Obama’s solution lies in taking money out of the pockets of American taxpayers and sending it to Washington, D.C., and his regulations have had a “smothering effect” that has “paralyzed the job creators,” he said.
“This is the wrong philosophy, these are the wrong policies and we need a new leader,” he stressed. “If there’s anything we need in government today, it’s people who understand how to create jobs, plain and simple, and the people that criticize folks in business just simply don’t get it. They’ve put us in this hole, and Mitt Romney has a history of being a great job creator.”
In addition to Romney’s private-sector experience, Kasich touted Romney’s success as governor of Massachusetts – or “Tax-achusetts,” as he put it – and reversing a trend of losing tens of thousands of jobs when he took office to the creation of 40,000 new jobs when he left office. He also pointed to Romney’s stewardship of the troubled Salt Lake City Winter Olympics, where he “made every American proud of what he did.”
“[Vice President] Joe Biden disputes a lot of those facts,” Kasich said. “But Joe Biden told me that he was a good golfer. And I've played golf with Joe Biden. I can tell you that is not true, as well as all the other things he says.”
Reaction from the Obama campaign and Ohio Democrats quickly followed Kasich’s remarks.
The governor’s speech “was just more of what we have seen” from the Republican ticket during the campaign, “empty rhetoric and false attacks,” said Jessica Kershaw, Ohio spokeswoman for the Obama campaign. Kasich and Romney “have been uniquely bad” for Ohio and its workers, “from trying to strap the budget crisis on the backs of our state's firefighters, teachers, police and other public servants” -- a reference to Kasich’s effort to curtain the power of public-sector unions last year, overwhelmingly overturned last November -- “to opposing the president’s rescue of the auto industry,” she said, echoing another frequent line of attack in Ohio.
Within minutes of Kasich’s speech, the Ohio Democratic Party issued no fewer than four separate statements. One, attacking the governor for telling a “fairytale” about balancing Ohio’s budget without raising taxes, pointed out that the state cut more than $1.3 billion in funding for schools and communities, “forcing layoffs, school levies and tax increases across the state.”
Another statement said in telling the story of Ohio’s recovery, which began a year before he took office, Kasich “conveniently ignor[ed] the significance” of the auto rescue supported by Obama and U.S. Sen. Sherrod Brown, D-Ohio.
“The American auto industry is helping to spur growth across Ohio because President Obama and Sen.

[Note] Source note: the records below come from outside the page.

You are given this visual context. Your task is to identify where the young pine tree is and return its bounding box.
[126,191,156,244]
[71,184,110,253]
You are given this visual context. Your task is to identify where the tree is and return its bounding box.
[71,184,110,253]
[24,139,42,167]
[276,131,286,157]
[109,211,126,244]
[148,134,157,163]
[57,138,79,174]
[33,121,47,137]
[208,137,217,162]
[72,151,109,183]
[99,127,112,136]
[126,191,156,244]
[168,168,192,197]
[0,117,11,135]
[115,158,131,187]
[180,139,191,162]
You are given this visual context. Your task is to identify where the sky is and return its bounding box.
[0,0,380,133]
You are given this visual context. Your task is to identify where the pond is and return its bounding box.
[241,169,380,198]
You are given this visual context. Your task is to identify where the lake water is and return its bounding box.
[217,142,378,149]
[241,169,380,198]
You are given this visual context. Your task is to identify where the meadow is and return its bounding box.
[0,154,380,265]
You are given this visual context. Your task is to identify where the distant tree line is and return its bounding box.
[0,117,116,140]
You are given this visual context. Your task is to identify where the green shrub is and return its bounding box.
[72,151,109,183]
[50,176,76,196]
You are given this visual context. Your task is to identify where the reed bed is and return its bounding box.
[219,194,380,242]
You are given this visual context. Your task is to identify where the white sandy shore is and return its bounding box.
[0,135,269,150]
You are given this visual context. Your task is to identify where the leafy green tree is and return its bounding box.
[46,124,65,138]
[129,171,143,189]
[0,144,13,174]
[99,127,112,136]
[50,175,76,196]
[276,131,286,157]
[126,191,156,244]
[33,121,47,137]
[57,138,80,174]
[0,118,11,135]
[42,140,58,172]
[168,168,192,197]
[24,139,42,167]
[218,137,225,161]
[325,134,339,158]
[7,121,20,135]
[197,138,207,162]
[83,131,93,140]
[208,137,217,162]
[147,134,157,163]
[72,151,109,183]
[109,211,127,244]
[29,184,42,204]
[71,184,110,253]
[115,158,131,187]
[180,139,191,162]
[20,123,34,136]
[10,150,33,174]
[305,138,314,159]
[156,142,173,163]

Sherrod Brown ignored the pundits and politicians like Mitt Romney and John Kasich and invested in American workers,” said Chris Redfern, state Democratic Party chairman, referencing remarks by Kasich that “we shouldn’t throw good money after bad” and “Let Detroit Go Bankrupt,” Romney’s infamously headlined 2008 New York Times op-ed piece.
“As we continue to hear more and more announcements from General Motors and Chrysler about the thousands of jobs being and created and retained by the auto supply chain in 80 of 88 Ohio counties, it’s clear that our state is on a path to recovery, despite Gov. Kasich and Mitt Romney’s failure to support the most significant economic investment we’ve had,” he continued.
Those announcements include GM’s recent decision to award production of the next generation of the Chevrolet Cruze to its Lordstown plant, where the car is being made, which is expected to be the centerpiece of Vice President Joe Biden’s visit to the United Auto Workers Local 1112 union hall Friday.